Either way, the curse can only be lifted by mollifying the gods or the angry animal spirits, so there is no one-size-fits-all cure besides death by silver.

The third form, that of Blood, is a disease, of sorts, a contamination borne of the combining of Moon Blood and the blood of beasts, then introduced to the human form via injury or improper blood transfustions not sanctioned by the Sanguine Church of Vint-Savoth. This form taints the mind with bloodlust, and deforms the body with foul mutations that are related to the animal blood in question, but are ultimately alien in origin due to the source being the Blood Moon. If full transformation occurs, there is no going back- that person's soul is gone at best, or trapped within a raging monster of the Blood Moon at worst, hoping to save its comrades if it can wrest back control for even a second.
Such beasts are best slain by fire, silver, or massive bloodletting to drain the corrupted blood from its host.

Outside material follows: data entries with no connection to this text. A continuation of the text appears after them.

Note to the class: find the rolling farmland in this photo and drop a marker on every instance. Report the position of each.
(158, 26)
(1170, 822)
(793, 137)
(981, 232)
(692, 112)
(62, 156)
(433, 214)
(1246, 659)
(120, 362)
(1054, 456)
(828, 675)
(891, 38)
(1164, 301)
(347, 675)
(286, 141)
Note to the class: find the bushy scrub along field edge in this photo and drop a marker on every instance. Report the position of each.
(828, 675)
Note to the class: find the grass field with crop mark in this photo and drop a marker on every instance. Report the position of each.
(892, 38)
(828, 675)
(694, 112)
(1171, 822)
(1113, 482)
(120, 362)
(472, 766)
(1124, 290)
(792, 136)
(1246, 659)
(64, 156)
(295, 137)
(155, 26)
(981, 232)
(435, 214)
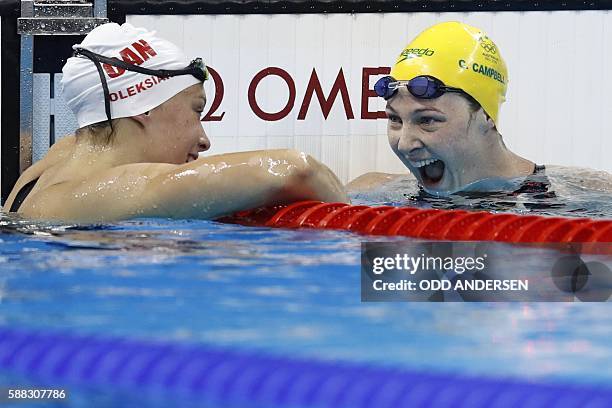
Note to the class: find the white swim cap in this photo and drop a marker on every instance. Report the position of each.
(131, 93)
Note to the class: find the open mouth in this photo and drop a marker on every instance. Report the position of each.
(431, 171)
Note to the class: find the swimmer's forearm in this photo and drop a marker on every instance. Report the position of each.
(220, 185)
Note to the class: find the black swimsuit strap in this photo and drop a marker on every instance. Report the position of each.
(22, 194)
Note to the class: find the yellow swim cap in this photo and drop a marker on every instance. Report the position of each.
(461, 56)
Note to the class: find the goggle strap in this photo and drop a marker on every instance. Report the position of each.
(93, 58)
(164, 73)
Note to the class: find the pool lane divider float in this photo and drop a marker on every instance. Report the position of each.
(434, 224)
(214, 376)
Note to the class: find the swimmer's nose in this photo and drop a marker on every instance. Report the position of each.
(408, 144)
(203, 143)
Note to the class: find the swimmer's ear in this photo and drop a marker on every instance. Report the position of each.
(489, 124)
(142, 119)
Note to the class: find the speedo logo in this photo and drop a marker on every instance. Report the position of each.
(415, 52)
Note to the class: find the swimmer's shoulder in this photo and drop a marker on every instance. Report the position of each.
(58, 153)
(369, 181)
(205, 188)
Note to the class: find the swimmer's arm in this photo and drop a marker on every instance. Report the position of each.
(370, 181)
(58, 152)
(214, 186)
(205, 188)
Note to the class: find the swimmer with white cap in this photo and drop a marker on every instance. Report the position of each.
(138, 102)
(443, 98)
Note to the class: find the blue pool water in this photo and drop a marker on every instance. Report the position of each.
(286, 293)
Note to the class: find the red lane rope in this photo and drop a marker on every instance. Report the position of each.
(458, 225)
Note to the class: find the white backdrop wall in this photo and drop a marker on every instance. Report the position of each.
(558, 108)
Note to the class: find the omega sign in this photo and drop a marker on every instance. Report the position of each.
(326, 98)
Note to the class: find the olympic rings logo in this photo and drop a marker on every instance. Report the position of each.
(488, 45)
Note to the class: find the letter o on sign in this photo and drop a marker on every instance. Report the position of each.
(271, 117)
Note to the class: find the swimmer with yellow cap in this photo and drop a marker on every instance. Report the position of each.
(443, 99)
(138, 102)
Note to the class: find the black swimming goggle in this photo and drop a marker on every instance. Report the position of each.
(197, 68)
(424, 87)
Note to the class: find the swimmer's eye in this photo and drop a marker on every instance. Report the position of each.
(427, 120)
(394, 118)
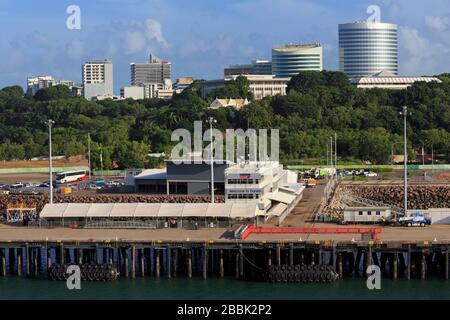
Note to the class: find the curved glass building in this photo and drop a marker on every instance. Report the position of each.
(289, 60)
(368, 48)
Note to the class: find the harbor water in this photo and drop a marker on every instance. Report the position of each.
(147, 288)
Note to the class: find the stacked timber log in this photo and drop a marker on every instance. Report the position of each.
(38, 201)
(419, 197)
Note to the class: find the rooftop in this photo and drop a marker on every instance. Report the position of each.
(293, 47)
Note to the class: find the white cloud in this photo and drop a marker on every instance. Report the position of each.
(75, 49)
(134, 41)
(154, 32)
(420, 56)
(437, 23)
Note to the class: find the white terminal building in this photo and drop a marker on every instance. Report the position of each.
(254, 193)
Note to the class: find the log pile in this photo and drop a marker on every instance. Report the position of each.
(38, 201)
(419, 197)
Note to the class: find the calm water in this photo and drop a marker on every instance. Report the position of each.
(180, 288)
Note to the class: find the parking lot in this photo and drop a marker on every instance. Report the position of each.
(37, 183)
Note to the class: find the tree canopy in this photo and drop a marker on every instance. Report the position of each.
(367, 122)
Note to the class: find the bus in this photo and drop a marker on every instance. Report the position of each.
(70, 176)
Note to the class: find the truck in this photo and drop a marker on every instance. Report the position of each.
(415, 220)
(311, 183)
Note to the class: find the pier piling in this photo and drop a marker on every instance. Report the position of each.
(19, 262)
(395, 266)
(142, 262)
(221, 269)
(158, 264)
(27, 258)
(169, 261)
(12, 259)
(291, 254)
(340, 266)
(278, 255)
(126, 262)
(133, 261)
(189, 266)
(3, 261)
(423, 266)
(205, 263)
(408, 266)
(446, 265)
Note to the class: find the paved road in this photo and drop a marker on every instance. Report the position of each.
(440, 232)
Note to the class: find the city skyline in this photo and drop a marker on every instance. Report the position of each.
(43, 45)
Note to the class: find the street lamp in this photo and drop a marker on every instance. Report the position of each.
(405, 113)
(50, 164)
(211, 120)
(392, 151)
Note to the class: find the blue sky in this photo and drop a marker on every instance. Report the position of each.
(200, 37)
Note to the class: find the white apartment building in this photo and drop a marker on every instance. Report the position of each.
(262, 86)
(98, 79)
(274, 189)
(387, 80)
(34, 84)
(133, 92)
(289, 60)
(155, 71)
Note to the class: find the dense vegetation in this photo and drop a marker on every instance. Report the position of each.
(367, 122)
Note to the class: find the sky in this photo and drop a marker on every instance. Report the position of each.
(201, 37)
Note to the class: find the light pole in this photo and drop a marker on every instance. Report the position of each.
(405, 113)
(392, 151)
(89, 155)
(211, 120)
(423, 154)
(432, 157)
(50, 163)
(335, 151)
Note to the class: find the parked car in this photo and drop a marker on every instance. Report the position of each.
(370, 174)
(99, 182)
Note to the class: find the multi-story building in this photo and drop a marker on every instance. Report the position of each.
(155, 71)
(261, 66)
(387, 80)
(133, 92)
(34, 84)
(289, 60)
(368, 48)
(258, 66)
(98, 79)
(261, 183)
(262, 86)
(224, 103)
(182, 83)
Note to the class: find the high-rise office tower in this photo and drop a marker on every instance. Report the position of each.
(98, 78)
(368, 48)
(155, 71)
(289, 60)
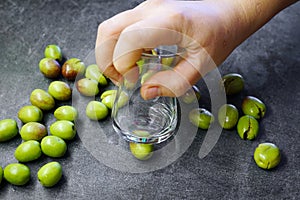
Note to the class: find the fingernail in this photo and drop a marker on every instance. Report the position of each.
(151, 93)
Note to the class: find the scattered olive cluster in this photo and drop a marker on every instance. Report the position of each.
(266, 155)
(36, 140)
(34, 134)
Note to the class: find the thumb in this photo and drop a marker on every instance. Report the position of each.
(173, 83)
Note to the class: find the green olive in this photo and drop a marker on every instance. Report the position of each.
(33, 131)
(233, 83)
(8, 129)
(50, 174)
(87, 87)
(50, 68)
(147, 75)
(141, 151)
(66, 113)
(108, 93)
(42, 99)
(73, 67)
(17, 174)
(192, 95)
(53, 51)
(53, 146)
(228, 116)
(64, 129)
(30, 113)
(267, 155)
(60, 90)
(28, 151)
(1, 174)
(201, 118)
(254, 107)
(93, 72)
(96, 110)
(247, 127)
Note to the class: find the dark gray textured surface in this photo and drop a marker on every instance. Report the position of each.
(269, 61)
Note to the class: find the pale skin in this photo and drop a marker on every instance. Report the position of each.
(209, 30)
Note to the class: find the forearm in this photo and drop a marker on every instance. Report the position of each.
(247, 16)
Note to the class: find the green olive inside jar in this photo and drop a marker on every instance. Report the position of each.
(254, 107)
(201, 118)
(247, 127)
(228, 116)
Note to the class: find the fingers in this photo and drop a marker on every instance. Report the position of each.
(145, 34)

As far as location of the 'standard' werebeasts goes...

5th age Oroboro had the first form of Werewolves in the hills, a clan sworn to oppose the villainous wizard who lives in those parts. They may date back to the 4th intersolar period, where humans seeking to survive the sunless darkness mixed bloodlines with wolves. It is unknown if they survived the Enlarge Wars, but they likely would have been forced to become more urban.

4th Age Phillipston was initially human, but was overrun by wererats of the accursed sort after the power of the Riikhites and Mokkhites was broken. These wererats date back to accursed experiments by Sarkomand early 4th age. By the 5th age though, the curse had weakened such that the ratty population was essentially the non-dangerous 1st variant, though prejudice lingered for generations, leading Phillipston to be fairly insular. The 6th age Phillipston Anomalous Subsurface Control Committee, or PASCC, was also known as the Rat Race due to high numbers of rat-folk signing up for the dungeon control and exploration teams.

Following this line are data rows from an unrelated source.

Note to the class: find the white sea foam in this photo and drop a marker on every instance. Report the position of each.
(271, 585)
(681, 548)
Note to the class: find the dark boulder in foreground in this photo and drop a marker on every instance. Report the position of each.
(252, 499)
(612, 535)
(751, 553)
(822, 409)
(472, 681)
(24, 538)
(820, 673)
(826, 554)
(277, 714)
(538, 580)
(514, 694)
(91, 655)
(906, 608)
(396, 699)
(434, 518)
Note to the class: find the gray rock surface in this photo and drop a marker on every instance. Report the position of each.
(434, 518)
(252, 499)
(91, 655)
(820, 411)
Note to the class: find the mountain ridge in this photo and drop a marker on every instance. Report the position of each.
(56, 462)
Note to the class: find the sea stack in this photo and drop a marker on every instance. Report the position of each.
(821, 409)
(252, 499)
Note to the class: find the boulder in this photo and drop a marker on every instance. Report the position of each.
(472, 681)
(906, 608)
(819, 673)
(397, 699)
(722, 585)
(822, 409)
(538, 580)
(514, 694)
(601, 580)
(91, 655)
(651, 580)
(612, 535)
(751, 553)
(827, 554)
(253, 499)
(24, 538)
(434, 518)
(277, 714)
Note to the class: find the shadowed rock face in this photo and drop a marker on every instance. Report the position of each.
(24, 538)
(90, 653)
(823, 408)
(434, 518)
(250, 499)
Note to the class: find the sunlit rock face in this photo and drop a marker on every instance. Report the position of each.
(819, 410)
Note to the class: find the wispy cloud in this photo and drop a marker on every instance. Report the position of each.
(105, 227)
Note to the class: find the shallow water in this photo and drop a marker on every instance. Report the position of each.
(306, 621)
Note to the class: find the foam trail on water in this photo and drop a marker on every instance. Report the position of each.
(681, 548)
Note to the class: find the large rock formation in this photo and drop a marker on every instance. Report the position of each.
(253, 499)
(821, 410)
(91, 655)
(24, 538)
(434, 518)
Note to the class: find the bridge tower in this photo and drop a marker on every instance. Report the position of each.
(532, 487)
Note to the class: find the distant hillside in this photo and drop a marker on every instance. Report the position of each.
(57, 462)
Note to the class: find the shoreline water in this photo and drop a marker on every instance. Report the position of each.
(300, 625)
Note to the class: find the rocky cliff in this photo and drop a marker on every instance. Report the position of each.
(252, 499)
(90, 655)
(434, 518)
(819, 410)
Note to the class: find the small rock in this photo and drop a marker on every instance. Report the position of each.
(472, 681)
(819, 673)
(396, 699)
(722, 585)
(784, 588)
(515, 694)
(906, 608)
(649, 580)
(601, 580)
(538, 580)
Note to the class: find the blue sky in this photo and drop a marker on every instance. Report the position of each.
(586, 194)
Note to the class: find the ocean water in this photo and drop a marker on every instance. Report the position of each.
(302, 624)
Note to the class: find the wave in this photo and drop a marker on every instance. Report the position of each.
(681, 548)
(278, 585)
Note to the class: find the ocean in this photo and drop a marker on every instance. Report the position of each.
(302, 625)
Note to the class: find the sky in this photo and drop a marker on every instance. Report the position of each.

4th age Yuban "werewolves," actually weredogs known as Cynocephali, were sacred, rather than accursed warriors of Yuba who fought back against Riikhite Mercia, and were demonized for it. In the 5th age imperialism had diminished, but Cynocephali still had enemies in the form of the Cat Lords or Rakshasa, who created accursed weretigers to serve as a counterforce in bloody internecine conflicts as Yuba tried to reunify after being broken in the 4th age. By the more peaceful 6th age, werebeasts had receded into being more of the first variety than the supernatural variety, with those who engaged in battle frequently forming public color-coded super teams.

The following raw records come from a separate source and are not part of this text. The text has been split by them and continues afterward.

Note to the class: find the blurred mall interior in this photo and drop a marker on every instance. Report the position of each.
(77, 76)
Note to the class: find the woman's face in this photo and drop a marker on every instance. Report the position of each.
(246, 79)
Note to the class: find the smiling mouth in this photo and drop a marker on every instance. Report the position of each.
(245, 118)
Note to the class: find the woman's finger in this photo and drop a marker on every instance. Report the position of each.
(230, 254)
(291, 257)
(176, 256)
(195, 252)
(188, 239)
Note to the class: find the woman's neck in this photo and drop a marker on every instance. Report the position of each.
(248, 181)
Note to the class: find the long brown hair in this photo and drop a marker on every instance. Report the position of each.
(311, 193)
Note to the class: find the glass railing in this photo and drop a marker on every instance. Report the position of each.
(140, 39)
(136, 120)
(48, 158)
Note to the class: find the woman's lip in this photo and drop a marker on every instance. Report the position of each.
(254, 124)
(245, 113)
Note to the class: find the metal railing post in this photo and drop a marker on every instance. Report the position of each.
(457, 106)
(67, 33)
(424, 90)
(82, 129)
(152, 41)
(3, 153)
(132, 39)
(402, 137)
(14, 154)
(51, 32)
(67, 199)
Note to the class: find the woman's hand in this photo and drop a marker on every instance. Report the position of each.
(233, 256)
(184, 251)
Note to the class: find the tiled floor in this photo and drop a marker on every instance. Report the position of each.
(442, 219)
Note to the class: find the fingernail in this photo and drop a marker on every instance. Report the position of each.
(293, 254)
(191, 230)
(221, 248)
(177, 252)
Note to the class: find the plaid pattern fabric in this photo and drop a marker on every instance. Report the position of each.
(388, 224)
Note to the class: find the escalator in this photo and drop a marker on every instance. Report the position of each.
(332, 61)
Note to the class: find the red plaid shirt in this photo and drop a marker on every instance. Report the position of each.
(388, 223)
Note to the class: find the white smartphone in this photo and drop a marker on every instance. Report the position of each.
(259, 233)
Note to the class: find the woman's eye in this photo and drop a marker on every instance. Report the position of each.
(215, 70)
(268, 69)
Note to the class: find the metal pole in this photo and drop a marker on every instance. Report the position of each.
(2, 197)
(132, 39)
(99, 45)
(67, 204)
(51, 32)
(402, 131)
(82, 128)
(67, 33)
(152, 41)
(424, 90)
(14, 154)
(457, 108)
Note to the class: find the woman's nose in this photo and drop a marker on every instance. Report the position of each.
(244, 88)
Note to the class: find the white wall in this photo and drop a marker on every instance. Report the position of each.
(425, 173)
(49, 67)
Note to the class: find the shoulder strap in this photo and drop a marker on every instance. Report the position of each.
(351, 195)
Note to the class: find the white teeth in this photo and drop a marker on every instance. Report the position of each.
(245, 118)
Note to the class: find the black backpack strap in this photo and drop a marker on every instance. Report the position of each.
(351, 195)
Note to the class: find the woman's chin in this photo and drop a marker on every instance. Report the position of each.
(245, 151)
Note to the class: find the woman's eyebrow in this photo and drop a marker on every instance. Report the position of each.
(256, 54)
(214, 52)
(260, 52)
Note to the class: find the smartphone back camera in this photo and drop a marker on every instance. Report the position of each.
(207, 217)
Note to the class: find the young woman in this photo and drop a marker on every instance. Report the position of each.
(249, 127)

While Vint-Savoth was scourged by the Blood Moon even before it had a name or was settled, and as such has every variant of the 3rd type of werebeast and more, it may be worth noting that even in the 6th age after the Blood Moon was felled and largely contained, werepigs of the 'angry beast soul' variety rose up against factory farming as horrible chainsaw-wielding pig-men until, as happened in Prince's Spit with the Three Tusk revolts, the inhumane practice was ended for good.


Actual Rules I use for Lycanthropy
If forced to roll on the Death and Dismemberment table by a contagious-type werebeast, lycanthropy is contracted on a failed save. If killed, one may choose to contract lycanthropy instead to save ones own life, though it cannot be cured save by magics comparable to that of raising the dead in that case.

Ancestry Type-
This type would be run as a 'race-as-class,' perhaps multiclassed with a more standard class. The Spook from Esoteric Enterprises would probably work, with Grit HP regenerating quickly due to transformations clearing wounds, and Flesh HP being struck directly by silver weapons.

Curse-Type

Transformation occurs upon the curse's trigger- moonlight, witnessing appropriate animals being eaten by humans, etc etc, and upon periods of great stress, physical or mental- failing a save vs fear or being reduced to low HP, for instance, likely trigger a transformation into the appropriate statblock, healing all non-silvered damage and, bursting out of armor, backpacks, clothes, etc and destroying them.

Characters with equal or fewer HD than their beast-form cannot control it or remember what they did in any detail. The beast is typically unnaturally violent.

Characters with more levels/HD than their beast form can control themselves to some degree and can make saving throws to prevent themselves from attacking allies while transformed, and can act with some direction beyond 'accursed rampage.'

Characters with at least double the levels/HD of their beast form are, against all odds, able to go beastmode at will and can control themselves, though the transformation lasts until next dawn. Essentially, it is only a weird superpower at this point.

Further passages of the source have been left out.